8-Tahoe-over mountains-11000-feet.jpg Trike at 11,000 feet over Lake Tahoe

In this configuration of small engine, low drag, and medium wing, the trike stalls at 30 mph, flies hands-off at 45 mph, and has a maximum cruise of 65 mph. A large engine (100 hp) on a single-seat carriage with a smaller wing (12 meters) climbs at 60 mph and 2,000 fpm. Your speed, climb rate, and service ceiling depend on your configuration.

5. How do trikes perform with the engine shut off?

Trikes are efficient aircraft and glide nicely at about a 6-to-l glide ratio with the engine shut off. It is common practice to cut power and land on a spot.

Glide ratio for a trike is about 6 to 1. The higher you fly the more square miles you have for an emergency landing.

6. How easy is it to fly a trike?

First, it’s important to understand that a trike is trimmed to fly at a certain speed (we’ll use 45 mph, since it is where my trike is trimmed). In calm air you can let go of the controls and the trike will fly generally straight and seek the trim speed designed into the aircraft.
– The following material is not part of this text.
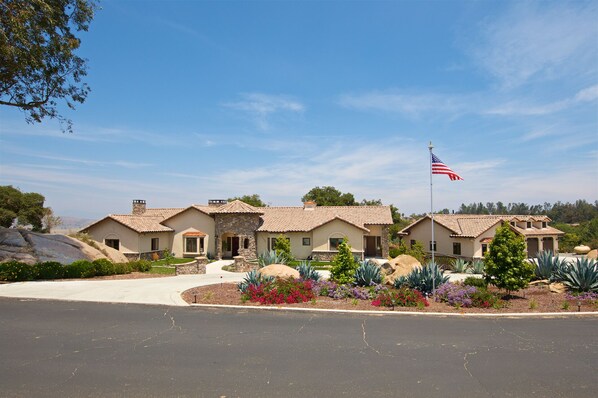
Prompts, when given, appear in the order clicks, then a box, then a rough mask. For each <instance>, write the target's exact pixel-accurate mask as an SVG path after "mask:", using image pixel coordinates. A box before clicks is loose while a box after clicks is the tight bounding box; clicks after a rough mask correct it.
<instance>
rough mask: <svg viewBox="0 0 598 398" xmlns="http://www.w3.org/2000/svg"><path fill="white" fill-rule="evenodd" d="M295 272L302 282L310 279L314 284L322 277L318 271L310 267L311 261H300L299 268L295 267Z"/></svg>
mask: <svg viewBox="0 0 598 398" xmlns="http://www.w3.org/2000/svg"><path fill="white" fill-rule="evenodd" d="M297 271H299V277H300V278H301V279H303V280H304V281H305V280H308V279H311V280H312V281H314V282H318V281H319V280H320V278H321V277H322V275H320V274H319V273H318V271H316V269H315V268H314V267H312V266H311V261H306V260H303V261H301V262H300V263H299V266H297Z"/></svg>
Just as is in cars and airplanes, flying hands off requires slight corrections in direction.

For airplanes, flying requires 3 axis of control: 1 ailerons (roll); 2elevators (pitch); and 3 rudder (yaw)-controlled by a stick/yoke and rudder pedals. The trike has two axes-roll and pitch-that are controlled by a bar connected to the wing. The design of the trike’s swept wing, with a certain amount of twist and airfoil shape, provides automatic yaw control. In other words, trikes are comparatively easy to fly verses airplanes because you are only controlling two axes rather than three axes.

An easy touch on the controls is the key to learning to fly a trike. When you shift your weight to one side of the trike, it warps the wing by providing more twist on one side than the other. Similar to the Wright brothers’ “wing warping”, the increased twist generates less lift on that side, and more lift on the other side which produces roll.
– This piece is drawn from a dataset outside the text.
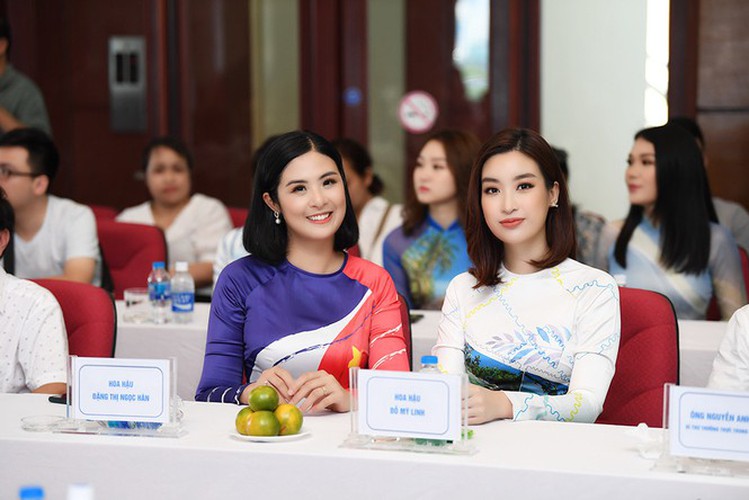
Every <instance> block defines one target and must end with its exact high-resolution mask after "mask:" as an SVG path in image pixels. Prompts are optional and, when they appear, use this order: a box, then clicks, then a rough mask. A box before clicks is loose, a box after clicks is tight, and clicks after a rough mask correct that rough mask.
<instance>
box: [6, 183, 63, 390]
mask: <svg viewBox="0 0 749 500" xmlns="http://www.w3.org/2000/svg"><path fill="white" fill-rule="evenodd" d="M13 228H14V217H13V208H12V207H11V205H10V203H9V202H8V199H7V197H6V195H5V191H3V190H2V188H0V257H2V256H3V254H4V253H5V249H6V248H8V245H9V244H10V242H11V241H12V240H13ZM67 359H68V337H67V335H66V333H65V323H64V322H63V319H62V311H61V310H60V305H59V304H58V303H57V300H55V298H54V296H53V295H52V293H50V292H49V291H48V290H47V289H45V288H42V287H41V286H39V285H37V284H36V283H32V282H31V281H26V280H23V279H19V278H16V277H15V276H12V275H10V274H7V273H6V272H5V270H4V269H2V268H1V267H0V392H13V393H17V392H38V393H47V394H62V393H64V392H66V390H67V386H66V380H67Z"/></svg>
3-wing-warp-trike-wing.jpg Shifting the weight to the right creates more twist on the right side, and less twist in the left side thus rolling the trike to the right.

In the 1980s, when hang gliders evolved from crude delta wings to flying wings, the “floating crossbar” or “floating keel” (the keel is allowed to move side to side in relation to the frame) allowing greater wing warping or power steering. This floating cross bar became the industry standard control system. This simple wing warping is the key to the weight-shift wing efficiency and rapid roll response. To pitch the nose up you simply push on the bar, and you pull it toward you to pitch the nose down. Control is intuitive because you have hold of the wing, and it goes wherever you move it. The motions are similar to riding a bicycle or motorcycle.

7. What about transitioning from stick and rudder (airplane) or PPC to weight shift?

Airplane and trike controls are different, so airplane pilots will have to “unlearn” their stick and rudder skills when learning to fly a trike. Adding to the difference is the sitting in the open and the loss of the airplane’s “window” reference to the horizon.

Typically, airplane pilots feel disoriented for the first 20 minutes and must think about the necessary control inputs for the first hour or two. Normally, airplane pilots are comfortable flying trikes after about two hours in the air, and many have developed the proper “habits” and are ready to solo after five hours. These are general observations based only on my experience. Some pilots pick it up immediately, and others take a little longer. It is no big deal to learn to “fly the wing” rather than move and coordinate the controls.

Powered Parachute pilots have similar roll control, pull in the direction where you want to go, so the roll comes easier for the PPC. The added tasks are speed, slow flight, fast speed and stalls.

4-Control-Axis-Difficulty.jpg The number of axis control results in greater learning time. Airplane is three axis, Trike is two axis, and PPC is one axis.